So what is the line? When have you crossed it?

Is it the daily emails? Is it that first phone conversation? Is it the anticipation of your phone pinging you to tell you that you have a text?

Is it that first not so innocent touch at the bottom of your back? The first time you realize you shiver when you see him? Is it that first kiss? I don’t know. But my question is — whose boundary are you crossing? Yours. His. Or one that has been defined by our Puritanical history? What are you doing with the information? What does it mean?

I hear women are having affairs in record numbers these days. Is that different than before? No. I don’t think so. Women are just better at keeping those kinds of secrets, so we don’t hear about them. And in the land of anonymous Internet polling a new voice is being heard. Because our affairs (the ‘us’ of women) are coming from a place of deep wounds and healing. We’re discriminate. We’re honest with our feelings. We’re not pretending to be something we’re not. We are finding a healing. And that’s not bar talk. Our affairs aren’t bragging rights to be “understood” by our female cohort. It’s a dark hurt. That’s not a pass, it’s a truth.

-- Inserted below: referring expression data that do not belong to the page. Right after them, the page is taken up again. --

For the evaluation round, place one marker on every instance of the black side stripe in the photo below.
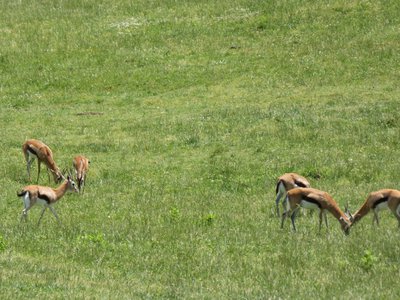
(384, 199)
(311, 200)
(44, 197)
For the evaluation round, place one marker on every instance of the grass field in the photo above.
(189, 111)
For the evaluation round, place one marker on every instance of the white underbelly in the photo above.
(41, 202)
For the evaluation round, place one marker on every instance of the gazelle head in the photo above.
(58, 176)
(348, 213)
(346, 224)
(71, 185)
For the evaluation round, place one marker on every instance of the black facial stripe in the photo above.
(311, 200)
(299, 184)
(384, 199)
(31, 150)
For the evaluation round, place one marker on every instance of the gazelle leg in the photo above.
(38, 170)
(24, 215)
(55, 214)
(29, 160)
(41, 214)
(320, 219)
(293, 217)
(376, 218)
(278, 198)
(326, 220)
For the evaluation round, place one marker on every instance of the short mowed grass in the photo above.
(189, 111)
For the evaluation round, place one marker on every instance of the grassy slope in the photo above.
(202, 105)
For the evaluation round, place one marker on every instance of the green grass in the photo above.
(189, 111)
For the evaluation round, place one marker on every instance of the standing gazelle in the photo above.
(379, 200)
(45, 196)
(35, 149)
(81, 166)
(287, 182)
(314, 199)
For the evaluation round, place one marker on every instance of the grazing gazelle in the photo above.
(287, 182)
(313, 199)
(379, 200)
(35, 149)
(81, 166)
(45, 196)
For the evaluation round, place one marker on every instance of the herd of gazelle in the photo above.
(296, 193)
(295, 190)
(47, 196)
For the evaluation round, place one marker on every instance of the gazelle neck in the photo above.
(61, 190)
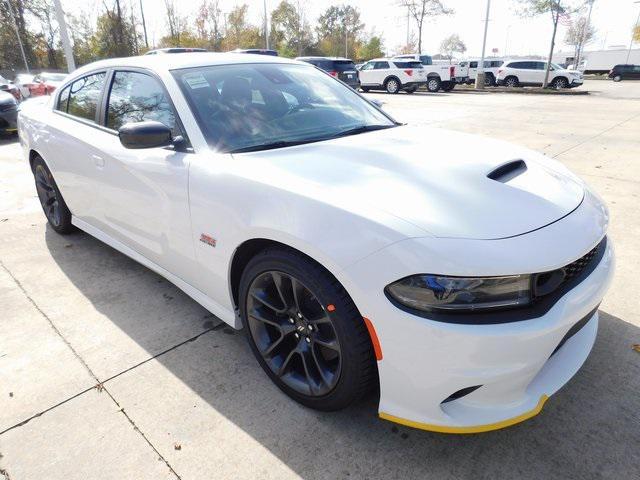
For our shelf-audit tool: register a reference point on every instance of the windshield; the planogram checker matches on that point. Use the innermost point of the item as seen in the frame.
(54, 77)
(256, 106)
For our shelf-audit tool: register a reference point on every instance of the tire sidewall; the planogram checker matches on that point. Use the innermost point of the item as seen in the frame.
(433, 85)
(390, 82)
(281, 260)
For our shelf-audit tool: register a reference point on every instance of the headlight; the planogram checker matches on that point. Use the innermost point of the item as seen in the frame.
(441, 293)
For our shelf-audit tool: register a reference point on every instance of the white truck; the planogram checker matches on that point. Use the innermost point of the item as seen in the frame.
(467, 70)
(439, 77)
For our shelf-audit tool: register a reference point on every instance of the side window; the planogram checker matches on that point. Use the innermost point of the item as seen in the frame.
(135, 97)
(84, 96)
(63, 100)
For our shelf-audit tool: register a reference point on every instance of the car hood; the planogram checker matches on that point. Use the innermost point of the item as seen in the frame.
(435, 179)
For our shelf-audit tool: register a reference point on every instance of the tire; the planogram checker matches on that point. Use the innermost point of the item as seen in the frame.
(511, 82)
(285, 336)
(433, 84)
(447, 86)
(392, 85)
(51, 201)
(560, 83)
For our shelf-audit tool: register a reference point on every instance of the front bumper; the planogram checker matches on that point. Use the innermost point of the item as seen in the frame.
(516, 365)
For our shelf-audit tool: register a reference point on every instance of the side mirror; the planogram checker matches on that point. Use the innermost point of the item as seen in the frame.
(147, 134)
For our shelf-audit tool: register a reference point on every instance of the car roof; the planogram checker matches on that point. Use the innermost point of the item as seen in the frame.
(325, 58)
(164, 63)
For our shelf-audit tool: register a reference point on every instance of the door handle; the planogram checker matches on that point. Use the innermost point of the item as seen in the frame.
(98, 161)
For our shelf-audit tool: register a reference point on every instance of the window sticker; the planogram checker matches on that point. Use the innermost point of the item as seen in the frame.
(196, 80)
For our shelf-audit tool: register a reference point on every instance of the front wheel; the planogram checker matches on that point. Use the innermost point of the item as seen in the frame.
(305, 330)
(53, 205)
(433, 84)
(560, 83)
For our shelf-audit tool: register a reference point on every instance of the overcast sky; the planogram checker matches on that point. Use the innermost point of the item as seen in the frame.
(613, 20)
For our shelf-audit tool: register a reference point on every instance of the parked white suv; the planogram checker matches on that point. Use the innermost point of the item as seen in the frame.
(392, 75)
(439, 76)
(467, 70)
(531, 72)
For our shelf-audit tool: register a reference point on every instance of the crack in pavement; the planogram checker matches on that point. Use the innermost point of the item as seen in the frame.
(633, 117)
(86, 366)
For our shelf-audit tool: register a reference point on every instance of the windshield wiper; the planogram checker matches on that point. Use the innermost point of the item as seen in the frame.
(272, 145)
(357, 130)
(291, 143)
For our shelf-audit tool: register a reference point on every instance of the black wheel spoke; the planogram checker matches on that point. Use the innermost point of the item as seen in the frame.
(293, 333)
(330, 344)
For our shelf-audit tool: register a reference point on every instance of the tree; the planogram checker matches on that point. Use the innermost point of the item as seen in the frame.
(556, 9)
(452, 44)
(10, 56)
(371, 48)
(290, 33)
(419, 10)
(115, 35)
(239, 32)
(339, 30)
(208, 25)
(579, 34)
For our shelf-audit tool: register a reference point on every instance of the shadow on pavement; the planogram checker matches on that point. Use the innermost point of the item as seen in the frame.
(590, 429)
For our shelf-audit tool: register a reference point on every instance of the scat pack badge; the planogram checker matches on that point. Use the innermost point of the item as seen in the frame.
(208, 239)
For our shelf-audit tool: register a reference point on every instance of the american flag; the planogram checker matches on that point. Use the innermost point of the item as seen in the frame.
(565, 19)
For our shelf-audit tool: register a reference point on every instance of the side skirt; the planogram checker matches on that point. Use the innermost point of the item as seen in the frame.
(218, 310)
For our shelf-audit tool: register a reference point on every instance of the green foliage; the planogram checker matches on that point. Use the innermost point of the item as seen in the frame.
(337, 26)
(452, 45)
(290, 34)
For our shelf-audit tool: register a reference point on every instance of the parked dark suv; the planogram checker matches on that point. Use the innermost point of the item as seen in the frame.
(625, 72)
(341, 68)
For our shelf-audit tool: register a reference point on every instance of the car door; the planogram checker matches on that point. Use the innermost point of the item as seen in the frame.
(381, 70)
(144, 192)
(367, 74)
(70, 150)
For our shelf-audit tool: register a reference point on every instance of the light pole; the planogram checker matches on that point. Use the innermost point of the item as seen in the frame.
(15, 27)
(266, 26)
(583, 36)
(634, 29)
(480, 74)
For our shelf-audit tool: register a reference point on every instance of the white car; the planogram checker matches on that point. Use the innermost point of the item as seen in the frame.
(468, 70)
(516, 73)
(392, 75)
(291, 207)
(440, 76)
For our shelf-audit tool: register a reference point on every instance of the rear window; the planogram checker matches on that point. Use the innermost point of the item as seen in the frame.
(408, 64)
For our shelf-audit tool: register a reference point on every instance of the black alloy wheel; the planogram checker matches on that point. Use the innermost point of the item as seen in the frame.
(48, 196)
(305, 330)
(53, 205)
(293, 333)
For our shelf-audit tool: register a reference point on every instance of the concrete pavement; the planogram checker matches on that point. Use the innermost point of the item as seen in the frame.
(108, 371)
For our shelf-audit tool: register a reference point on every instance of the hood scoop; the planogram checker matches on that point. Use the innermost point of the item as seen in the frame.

To paraphrase a good friend, ‘the line of vulnerability gets thinner with each glass of wine.’ What’s a ‘girl’s night out’ after all? It’s a night to get shit out on the table. It might be shrouded in drink and revelry, but it’s all very raw. Very real. And you go home wondering.

So what is vulnerabililty for us? The need to be championed. The need to attended to. The need to feel again. The need to be appreciated. Is that different for men? On the outside yes. On the inside maybe not.

So what do I think? Men have affairs to get caught. Women have affairs to get found.

My answer — it’s your line. Cross it if you must. But make sure you like what (and who) is on the other side.